Almost like man eater, but way more epic.
So when I first moved to my little on the outskirts town, I slowly managed to get to know the neighbors.
One of whom was this older man (think like 85ish) named Girard.
Girard is a character to say the least.
I would see him when I was out walking and generally I would stop for a chit chat, doing the friendly neighbor thing. I mean I figured he was probaly lonely, would like to hear some chatter, and say hi to my dog.
Eventually he asked me to sit down for a cup of coffee some day at the local pizza parlor.
By local, I mean a nearby town as we don't have any pizza parlors.
Also, I've never heard of coffee at a pizza place, but I suppose that's irrelevant.
I told him that would be nice, maybe a day in the future would work out, and left it at that.
He mentioned it several more times when I saw him in passing and I really thought nothing of it.
Until one day I saw a car pull up into my driveway.

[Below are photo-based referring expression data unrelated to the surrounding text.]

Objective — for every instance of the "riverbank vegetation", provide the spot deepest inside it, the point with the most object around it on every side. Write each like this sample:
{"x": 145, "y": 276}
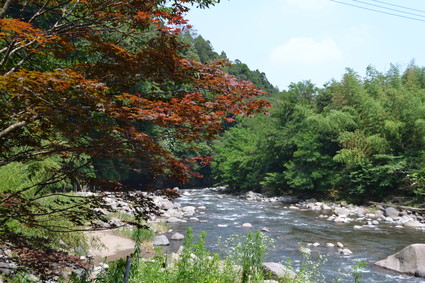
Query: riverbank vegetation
{"x": 100, "y": 95}
{"x": 360, "y": 138}
{"x": 121, "y": 95}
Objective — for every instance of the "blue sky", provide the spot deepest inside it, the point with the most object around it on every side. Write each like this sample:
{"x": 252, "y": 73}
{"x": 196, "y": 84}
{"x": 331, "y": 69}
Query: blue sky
{"x": 295, "y": 40}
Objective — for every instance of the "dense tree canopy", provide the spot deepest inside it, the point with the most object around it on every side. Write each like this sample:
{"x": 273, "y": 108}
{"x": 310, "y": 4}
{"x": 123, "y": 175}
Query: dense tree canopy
{"x": 93, "y": 90}
{"x": 359, "y": 138}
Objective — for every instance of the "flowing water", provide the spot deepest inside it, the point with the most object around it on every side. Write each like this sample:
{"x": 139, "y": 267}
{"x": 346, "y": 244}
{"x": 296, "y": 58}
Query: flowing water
{"x": 294, "y": 229}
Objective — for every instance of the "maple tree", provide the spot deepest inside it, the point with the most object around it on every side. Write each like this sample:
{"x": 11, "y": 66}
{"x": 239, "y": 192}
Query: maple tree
{"x": 69, "y": 89}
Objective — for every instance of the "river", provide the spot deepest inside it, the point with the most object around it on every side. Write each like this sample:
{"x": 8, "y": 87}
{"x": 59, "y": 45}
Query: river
{"x": 291, "y": 229}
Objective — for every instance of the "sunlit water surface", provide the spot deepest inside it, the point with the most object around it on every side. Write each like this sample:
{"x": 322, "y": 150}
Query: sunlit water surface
{"x": 294, "y": 229}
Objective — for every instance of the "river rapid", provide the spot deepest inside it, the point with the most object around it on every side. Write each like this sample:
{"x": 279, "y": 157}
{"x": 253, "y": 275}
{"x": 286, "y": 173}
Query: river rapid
{"x": 292, "y": 229}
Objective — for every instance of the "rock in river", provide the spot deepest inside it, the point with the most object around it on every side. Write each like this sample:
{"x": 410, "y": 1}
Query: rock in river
{"x": 177, "y": 237}
{"x": 410, "y": 260}
{"x": 160, "y": 241}
{"x": 278, "y": 270}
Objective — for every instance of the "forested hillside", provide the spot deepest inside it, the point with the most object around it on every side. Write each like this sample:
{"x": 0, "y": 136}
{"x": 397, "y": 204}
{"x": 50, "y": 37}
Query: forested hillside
{"x": 100, "y": 96}
{"x": 358, "y": 138}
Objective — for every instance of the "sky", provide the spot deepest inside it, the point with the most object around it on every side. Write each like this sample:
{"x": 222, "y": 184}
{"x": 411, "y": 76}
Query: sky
{"x": 296, "y": 40}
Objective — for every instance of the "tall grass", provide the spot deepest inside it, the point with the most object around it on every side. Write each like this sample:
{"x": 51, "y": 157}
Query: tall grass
{"x": 196, "y": 263}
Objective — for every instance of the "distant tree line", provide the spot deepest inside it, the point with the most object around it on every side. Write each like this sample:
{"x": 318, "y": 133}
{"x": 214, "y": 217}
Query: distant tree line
{"x": 358, "y": 138}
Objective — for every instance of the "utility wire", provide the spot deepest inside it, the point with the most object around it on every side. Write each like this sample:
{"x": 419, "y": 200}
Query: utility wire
{"x": 399, "y": 6}
{"x": 391, "y": 9}
{"x": 378, "y": 11}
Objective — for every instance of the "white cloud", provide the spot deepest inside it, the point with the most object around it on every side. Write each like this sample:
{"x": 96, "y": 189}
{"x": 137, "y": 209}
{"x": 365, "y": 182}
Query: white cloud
{"x": 314, "y": 5}
{"x": 306, "y": 50}
{"x": 359, "y": 35}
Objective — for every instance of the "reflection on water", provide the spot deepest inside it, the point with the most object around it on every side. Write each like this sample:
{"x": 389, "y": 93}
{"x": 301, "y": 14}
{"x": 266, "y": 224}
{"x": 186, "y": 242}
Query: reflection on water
{"x": 292, "y": 229}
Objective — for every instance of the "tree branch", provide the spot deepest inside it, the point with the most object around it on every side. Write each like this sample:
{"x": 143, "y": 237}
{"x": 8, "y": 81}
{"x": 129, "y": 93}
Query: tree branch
{"x": 5, "y": 8}
{"x": 12, "y": 127}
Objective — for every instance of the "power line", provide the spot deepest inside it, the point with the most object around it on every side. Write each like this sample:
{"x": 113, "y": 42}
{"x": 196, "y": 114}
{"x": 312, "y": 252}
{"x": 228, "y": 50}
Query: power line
{"x": 378, "y": 11}
{"x": 391, "y": 9}
{"x": 399, "y": 6}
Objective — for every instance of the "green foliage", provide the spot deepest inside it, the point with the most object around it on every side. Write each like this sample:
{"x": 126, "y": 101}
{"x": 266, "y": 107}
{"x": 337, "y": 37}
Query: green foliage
{"x": 354, "y": 138}
{"x": 357, "y": 270}
{"x": 248, "y": 252}
{"x": 196, "y": 263}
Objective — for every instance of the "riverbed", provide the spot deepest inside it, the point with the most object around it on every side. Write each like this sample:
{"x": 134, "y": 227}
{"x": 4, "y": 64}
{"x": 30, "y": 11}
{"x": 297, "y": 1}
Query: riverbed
{"x": 293, "y": 229}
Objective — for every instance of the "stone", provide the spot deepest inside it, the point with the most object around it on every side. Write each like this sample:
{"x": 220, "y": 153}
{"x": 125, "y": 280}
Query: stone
{"x": 420, "y": 273}
{"x": 391, "y": 212}
{"x": 304, "y": 250}
{"x": 345, "y": 251}
{"x": 177, "y": 237}
{"x": 341, "y": 211}
{"x": 5, "y": 268}
{"x": 414, "y": 224}
{"x": 188, "y": 209}
{"x": 341, "y": 220}
{"x": 326, "y": 207}
{"x": 172, "y": 220}
{"x": 161, "y": 240}
{"x": 278, "y": 271}
{"x": 410, "y": 260}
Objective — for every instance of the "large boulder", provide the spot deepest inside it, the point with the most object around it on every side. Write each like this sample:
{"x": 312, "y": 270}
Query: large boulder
{"x": 410, "y": 260}
{"x": 391, "y": 212}
{"x": 341, "y": 211}
{"x": 278, "y": 271}
{"x": 161, "y": 240}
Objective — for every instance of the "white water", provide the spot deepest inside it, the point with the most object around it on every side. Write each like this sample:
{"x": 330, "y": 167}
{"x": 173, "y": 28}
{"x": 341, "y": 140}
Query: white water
{"x": 292, "y": 229}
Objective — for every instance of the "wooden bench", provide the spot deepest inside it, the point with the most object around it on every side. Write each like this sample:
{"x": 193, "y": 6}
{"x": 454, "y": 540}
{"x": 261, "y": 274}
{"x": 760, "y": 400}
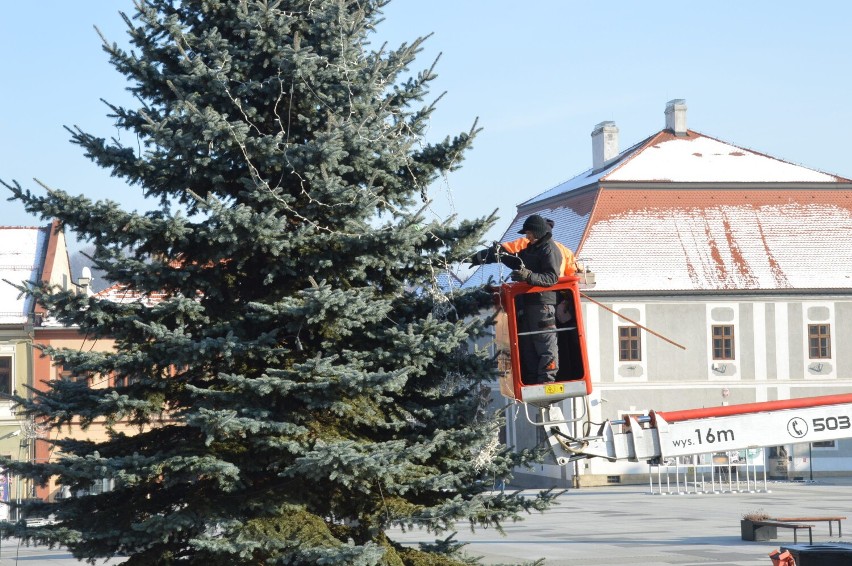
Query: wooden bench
{"x": 788, "y": 525}
{"x": 830, "y": 520}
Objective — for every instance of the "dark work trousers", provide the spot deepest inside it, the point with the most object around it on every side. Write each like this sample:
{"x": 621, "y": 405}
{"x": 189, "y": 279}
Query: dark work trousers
{"x": 539, "y": 351}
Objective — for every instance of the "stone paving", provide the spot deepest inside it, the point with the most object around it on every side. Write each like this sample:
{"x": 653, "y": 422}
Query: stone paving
{"x": 615, "y": 525}
{"x": 627, "y": 525}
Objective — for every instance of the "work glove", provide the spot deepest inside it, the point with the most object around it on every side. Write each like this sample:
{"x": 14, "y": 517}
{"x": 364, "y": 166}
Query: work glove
{"x": 523, "y": 274}
{"x": 478, "y": 258}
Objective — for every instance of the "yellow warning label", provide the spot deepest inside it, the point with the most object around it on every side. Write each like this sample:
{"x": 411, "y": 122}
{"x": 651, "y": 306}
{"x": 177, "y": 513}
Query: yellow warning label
{"x": 554, "y": 388}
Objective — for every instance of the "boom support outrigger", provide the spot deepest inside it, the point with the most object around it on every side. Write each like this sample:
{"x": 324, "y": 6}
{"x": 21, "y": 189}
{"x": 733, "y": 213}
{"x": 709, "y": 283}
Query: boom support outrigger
{"x": 657, "y": 435}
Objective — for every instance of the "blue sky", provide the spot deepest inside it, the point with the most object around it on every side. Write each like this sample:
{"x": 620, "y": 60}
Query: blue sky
{"x": 769, "y": 76}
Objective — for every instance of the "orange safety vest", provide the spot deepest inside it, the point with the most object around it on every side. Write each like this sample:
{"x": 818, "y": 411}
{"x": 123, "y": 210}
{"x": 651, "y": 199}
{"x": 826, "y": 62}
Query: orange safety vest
{"x": 569, "y": 266}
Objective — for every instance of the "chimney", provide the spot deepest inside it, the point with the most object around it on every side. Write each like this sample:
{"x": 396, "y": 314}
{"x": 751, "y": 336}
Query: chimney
{"x": 676, "y": 116}
{"x": 604, "y": 144}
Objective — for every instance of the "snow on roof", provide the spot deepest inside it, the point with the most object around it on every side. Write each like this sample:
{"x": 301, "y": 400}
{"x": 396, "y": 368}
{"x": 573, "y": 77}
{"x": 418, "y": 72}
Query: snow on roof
{"x": 680, "y": 240}
{"x": 584, "y": 179}
{"x": 119, "y": 293}
{"x": 696, "y": 158}
{"x": 22, "y": 252}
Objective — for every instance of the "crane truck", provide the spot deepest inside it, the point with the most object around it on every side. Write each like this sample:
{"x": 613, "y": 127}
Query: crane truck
{"x": 655, "y": 436}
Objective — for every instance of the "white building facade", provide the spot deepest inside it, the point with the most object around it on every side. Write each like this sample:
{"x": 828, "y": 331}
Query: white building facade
{"x": 743, "y": 260}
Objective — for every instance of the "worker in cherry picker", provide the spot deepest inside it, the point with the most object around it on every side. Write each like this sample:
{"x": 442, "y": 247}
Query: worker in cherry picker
{"x": 539, "y": 264}
{"x": 569, "y": 264}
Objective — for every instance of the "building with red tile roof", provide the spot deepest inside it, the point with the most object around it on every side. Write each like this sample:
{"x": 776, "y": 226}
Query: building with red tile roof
{"x": 743, "y": 258}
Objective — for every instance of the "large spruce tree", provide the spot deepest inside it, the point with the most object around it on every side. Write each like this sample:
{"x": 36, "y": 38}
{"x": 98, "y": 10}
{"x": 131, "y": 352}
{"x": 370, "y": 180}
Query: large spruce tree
{"x": 300, "y": 385}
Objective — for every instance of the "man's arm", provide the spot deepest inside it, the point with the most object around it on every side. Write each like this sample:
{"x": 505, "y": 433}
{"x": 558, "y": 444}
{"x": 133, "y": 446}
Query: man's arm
{"x": 550, "y": 268}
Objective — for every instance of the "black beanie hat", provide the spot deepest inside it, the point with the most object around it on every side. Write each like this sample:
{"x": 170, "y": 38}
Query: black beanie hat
{"x": 537, "y": 225}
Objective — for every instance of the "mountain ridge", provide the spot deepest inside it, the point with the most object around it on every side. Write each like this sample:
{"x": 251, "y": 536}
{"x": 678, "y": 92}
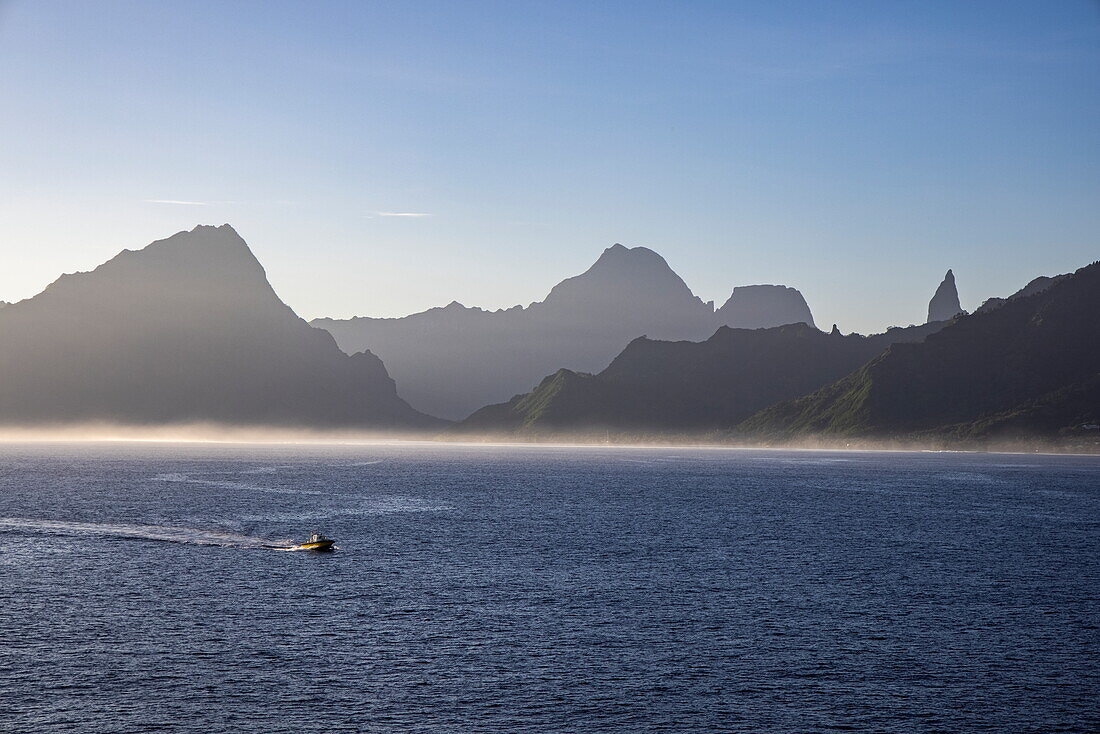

No fucking way, that's Girard.
I closed my eyes and hoped maybe he had something else to do in the yard.
No such luck.
I heard the steady clunking up my stairs and then the knock at my door.
Oh, hi Twiggy. I wanted to stop by to talk to you.
Alright, what's up, how are you?
Listen, I want to withdraw my invitation to coffee. You see, I'm concerned you might get the wrong idea and really I'm just too old for you.
Ohh, umm. Right, sure, ok.
End of convo, steady clunk clunk away.
Wrong idea? Seriously. Like I said, he's in his mid to late 80s. I'm fucking 26.
Anyways recently I sat down with my landpeople and I mentioned the conversation which in turn led into a discussion of Girard.
I knew that he lived down by the river in a single family home that he inherited from his parents.
But I didn't know that apparently the water does not work, so he collects rain water in order to bathe in the kitchen sink.
I also didn't know that there are mice that run rampant through his house which supposedly reeks of propane.
And best of all, he is a seasonal eater.
Like he shoots squirrels out in back of his house to eat when it's squirrel season.
I didn't know there was a squirrel season.
Mildly disturbed, can you say yes.
Like I said, I'm a nutter and I embrace that description. But squirrel eating is taking things a bit too far.